Four Easy Steps To Lower Prices At The Gas Pump
Americans have walked the moon. Americans have scoured the earth bringing our worst enemies to justice. So why is it when we consider our energy crisis, “Drill baby, drill!” is some Americans’ only solution?
How did we get so pessimistic about our own country?
The nation is not an addict. It doesn’t need a quick fix to get oil, fast, anyway it can. What America needs is something closer to strength training. It’s bloated with petroleum — the junk-food of our economy.
America’s appetite for gasoline has grown despite rising gas prices. Our demand rose 6.1 percent from March 2010 to this past March, while gas prices jumped 22 percent, according to the American Petroleum Institute.
It’s time to get off the couch and get in shape as the economic powerhouse we can be in the world.
Here’s where we should start:
1. Stop wildly fluctuating oil prices.
How can a barrel of oil cost $145.31 one day in 2008 and six months later cost $30.28? The answer is “oil speculation,” where traders on Wall Street bet on the future price of oil to make a quick buck. There are no limits on speculation, and the result has been gas prices increasing 133 percent since December 2008.
The commodities market needs discipline. The Dodd-Frank Wall Street Reform and Consumer Protection Act can provide it. The law takes speculation out of the shadows by requiring the transactions to be completed in clearing houses and exchanges. That means speculators will trade in full view of Wall Street regulators, limiting their ability to cause wild fluctuations in the oil market and trigger high gas prices. And trading would be transparent for the American consumer — you and me.
The law’s regulations are currently being written through the Commodities Futures Trading Commission rule-making process.
Now the CFTC needs more federal support to curtail speculation. It’s one of the regulatory agencies targeted to have its workforce slashed by two-thirds in the Republicans’ 2012 budget. That’s just one reason why I voted against the budget as a member of the House Budget Committee. I’m not advocating for overregulation.
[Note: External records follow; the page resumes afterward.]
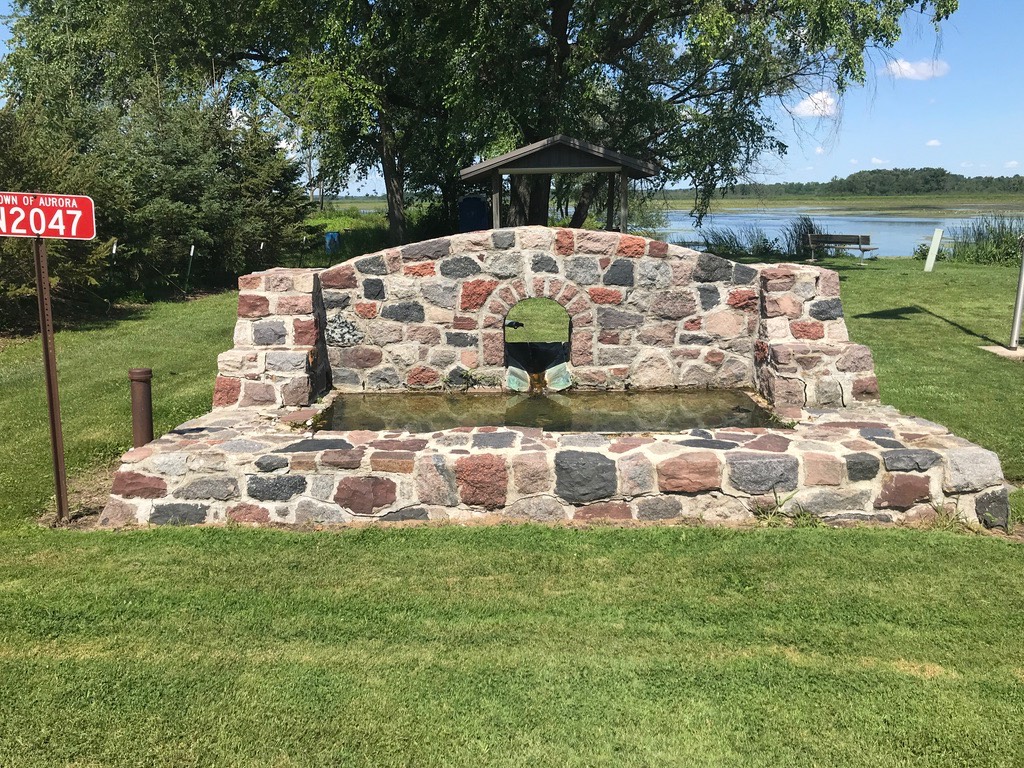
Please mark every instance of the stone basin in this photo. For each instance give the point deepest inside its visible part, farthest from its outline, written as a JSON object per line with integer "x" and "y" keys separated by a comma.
{"x": 644, "y": 315}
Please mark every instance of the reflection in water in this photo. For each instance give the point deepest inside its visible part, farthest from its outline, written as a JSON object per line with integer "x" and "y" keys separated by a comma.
{"x": 579, "y": 412}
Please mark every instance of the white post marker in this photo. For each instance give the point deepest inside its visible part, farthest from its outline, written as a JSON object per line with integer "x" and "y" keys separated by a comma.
{"x": 933, "y": 251}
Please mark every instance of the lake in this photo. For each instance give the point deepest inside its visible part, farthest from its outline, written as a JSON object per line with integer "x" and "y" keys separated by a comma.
{"x": 895, "y": 236}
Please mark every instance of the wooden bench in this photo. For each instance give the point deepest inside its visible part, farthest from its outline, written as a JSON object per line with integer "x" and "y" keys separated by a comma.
{"x": 861, "y": 242}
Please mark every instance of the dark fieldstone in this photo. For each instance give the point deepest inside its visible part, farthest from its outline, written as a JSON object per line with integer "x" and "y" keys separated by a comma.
{"x": 410, "y": 513}
{"x": 992, "y": 509}
{"x": 342, "y": 333}
{"x": 460, "y": 378}
{"x": 692, "y": 339}
{"x": 909, "y": 460}
{"x": 403, "y": 311}
{"x": 268, "y": 333}
{"x": 460, "y": 266}
{"x": 311, "y": 444}
{"x": 431, "y": 249}
{"x": 494, "y": 439}
{"x": 336, "y": 299}
{"x": 711, "y": 268}
{"x": 658, "y": 508}
{"x": 270, "y": 462}
{"x": 459, "y": 339}
{"x": 826, "y": 309}
{"x": 373, "y": 265}
{"x": 544, "y": 263}
{"x": 178, "y": 514}
{"x": 209, "y": 487}
{"x": 385, "y": 378}
{"x": 608, "y": 317}
{"x": 503, "y": 240}
{"x": 760, "y": 473}
{"x": 902, "y": 492}
{"x": 742, "y": 274}
{"x": 582, "y": 476}
{"x": 620, "y": 273}
{"x": 274, "y": 487}
{"x": 862, "y": 467}
{"x": 709, "y": 296}
{"x": 709, "y": 443}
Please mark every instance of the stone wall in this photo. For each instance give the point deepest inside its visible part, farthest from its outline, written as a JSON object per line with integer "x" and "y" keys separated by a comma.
{"x": 644, "y": 314}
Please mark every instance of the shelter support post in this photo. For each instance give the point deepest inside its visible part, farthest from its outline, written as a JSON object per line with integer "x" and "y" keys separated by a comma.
{"x": 496, "y": 201}
{"x": 1015, "y": 333}
{"x": 624, "y": 200}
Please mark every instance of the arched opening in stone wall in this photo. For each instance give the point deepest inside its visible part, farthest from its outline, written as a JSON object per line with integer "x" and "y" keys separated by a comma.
{"x": 537, "y": 345}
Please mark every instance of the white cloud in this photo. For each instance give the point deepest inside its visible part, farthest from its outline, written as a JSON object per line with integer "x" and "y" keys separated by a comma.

Reasonable oversight provides a check and balance.
2. Tap America’s Oil Reserves.
Saudi Arabia — the world’s largest oil producer — used to release more oil into the market whenever prices spiked. That stopped in 2007. Since then, emerging economies in China, India and Brazil have heightened the world’s demand for oil.
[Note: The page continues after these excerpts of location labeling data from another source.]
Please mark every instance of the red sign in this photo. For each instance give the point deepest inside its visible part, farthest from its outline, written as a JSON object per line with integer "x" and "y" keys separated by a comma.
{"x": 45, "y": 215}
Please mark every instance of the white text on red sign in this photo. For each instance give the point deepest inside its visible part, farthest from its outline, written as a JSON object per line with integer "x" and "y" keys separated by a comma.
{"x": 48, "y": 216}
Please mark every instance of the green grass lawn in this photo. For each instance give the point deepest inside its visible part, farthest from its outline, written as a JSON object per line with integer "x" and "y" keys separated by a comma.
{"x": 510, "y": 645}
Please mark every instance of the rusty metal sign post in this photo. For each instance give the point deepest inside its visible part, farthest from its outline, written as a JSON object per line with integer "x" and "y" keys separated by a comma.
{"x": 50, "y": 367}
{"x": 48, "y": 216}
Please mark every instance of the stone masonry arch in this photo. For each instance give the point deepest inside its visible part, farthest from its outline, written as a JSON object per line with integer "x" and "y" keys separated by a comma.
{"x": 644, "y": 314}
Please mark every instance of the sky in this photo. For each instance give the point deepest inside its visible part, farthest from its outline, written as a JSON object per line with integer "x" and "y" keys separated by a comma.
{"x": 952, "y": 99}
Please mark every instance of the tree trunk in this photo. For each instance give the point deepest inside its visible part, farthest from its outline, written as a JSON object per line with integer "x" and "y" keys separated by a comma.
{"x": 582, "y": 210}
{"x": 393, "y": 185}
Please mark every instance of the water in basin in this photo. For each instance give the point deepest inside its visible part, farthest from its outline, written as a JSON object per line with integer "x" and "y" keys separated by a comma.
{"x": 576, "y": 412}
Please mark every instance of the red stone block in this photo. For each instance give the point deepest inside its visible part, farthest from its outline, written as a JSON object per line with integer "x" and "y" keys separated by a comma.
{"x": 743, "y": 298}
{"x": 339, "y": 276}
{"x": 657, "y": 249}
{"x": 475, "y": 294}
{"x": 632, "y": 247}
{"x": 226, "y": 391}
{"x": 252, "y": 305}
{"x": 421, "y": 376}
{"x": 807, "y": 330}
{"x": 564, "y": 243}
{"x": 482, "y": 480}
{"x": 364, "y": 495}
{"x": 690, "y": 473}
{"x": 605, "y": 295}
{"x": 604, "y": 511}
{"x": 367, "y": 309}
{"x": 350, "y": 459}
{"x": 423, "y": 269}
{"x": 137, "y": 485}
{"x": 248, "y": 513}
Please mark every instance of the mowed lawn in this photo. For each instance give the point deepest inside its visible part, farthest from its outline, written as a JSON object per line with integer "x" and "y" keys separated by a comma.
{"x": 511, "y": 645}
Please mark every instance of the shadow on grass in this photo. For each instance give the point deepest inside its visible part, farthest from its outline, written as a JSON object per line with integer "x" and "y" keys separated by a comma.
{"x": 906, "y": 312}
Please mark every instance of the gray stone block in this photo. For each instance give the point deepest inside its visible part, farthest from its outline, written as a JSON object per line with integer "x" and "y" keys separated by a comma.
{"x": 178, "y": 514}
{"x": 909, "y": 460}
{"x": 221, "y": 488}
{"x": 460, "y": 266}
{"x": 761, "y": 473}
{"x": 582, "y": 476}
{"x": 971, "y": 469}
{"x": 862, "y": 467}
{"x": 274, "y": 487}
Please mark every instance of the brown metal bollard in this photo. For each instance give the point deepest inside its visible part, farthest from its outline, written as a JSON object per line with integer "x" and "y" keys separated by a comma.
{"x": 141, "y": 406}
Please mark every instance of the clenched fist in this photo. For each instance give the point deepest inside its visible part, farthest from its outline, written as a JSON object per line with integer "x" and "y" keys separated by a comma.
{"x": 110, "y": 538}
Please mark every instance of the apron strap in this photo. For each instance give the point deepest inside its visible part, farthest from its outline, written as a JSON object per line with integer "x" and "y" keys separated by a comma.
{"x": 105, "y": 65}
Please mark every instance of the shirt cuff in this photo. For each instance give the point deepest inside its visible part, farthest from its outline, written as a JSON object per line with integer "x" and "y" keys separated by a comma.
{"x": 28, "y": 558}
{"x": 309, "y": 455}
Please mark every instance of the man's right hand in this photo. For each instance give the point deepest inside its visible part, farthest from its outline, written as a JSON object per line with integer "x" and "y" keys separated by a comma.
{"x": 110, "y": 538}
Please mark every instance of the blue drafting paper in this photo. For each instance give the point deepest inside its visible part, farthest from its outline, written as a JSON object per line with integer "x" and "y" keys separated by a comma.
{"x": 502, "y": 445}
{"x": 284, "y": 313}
New Jersey families need immediate relief from rising gas prices. To provide that, we can tap a portion of our Strategic Petroleum Reserve. This is a very temporary step that — along with tighter restrictions on oil speculation — will help stabilize gas prices.
3. Crack Down On Gas Price Gouging.
It’s unfortunate that when demand for gas is so high, some retailers artificially inflate their prices. U.S. Attorney General Eric Holder has targeted price gouging through Justice Department’s Oil and Gas Price Fraud Working Group. We must get serious about prosecuting this criminal act, and I have supported legislation to strengthen agencies that monitor the price we consumers pay at the pump.
4. Evolve To A Clean Energy Economy.
With gas prices stabilized, we can begin evolving from a petroleum-based economy. That’s why I support legislation that encourages private investment in manufacturing and purchasing natural gas vehicles and trucks.
In the last Congress, I sponsored legislation to promote investment in off-shore wind power and advanced plastic recycling plants to help create synthetic fuels. I am working toward bringing those bills to the floor again very soon.
Through clean-energy industries like these, our home energy needs can be met and electric and hydrogen cars can be powered.
Most important, we will create jobs for people right here in America, instead of buying billions of dollars of oil from other countries.
Independence, innovation and determination are core American characteristics that enabled us to meet the toughest challenges before our nation. They can give us the strength to conquer our energy crisis — if we can put down the junk food and get off the couch.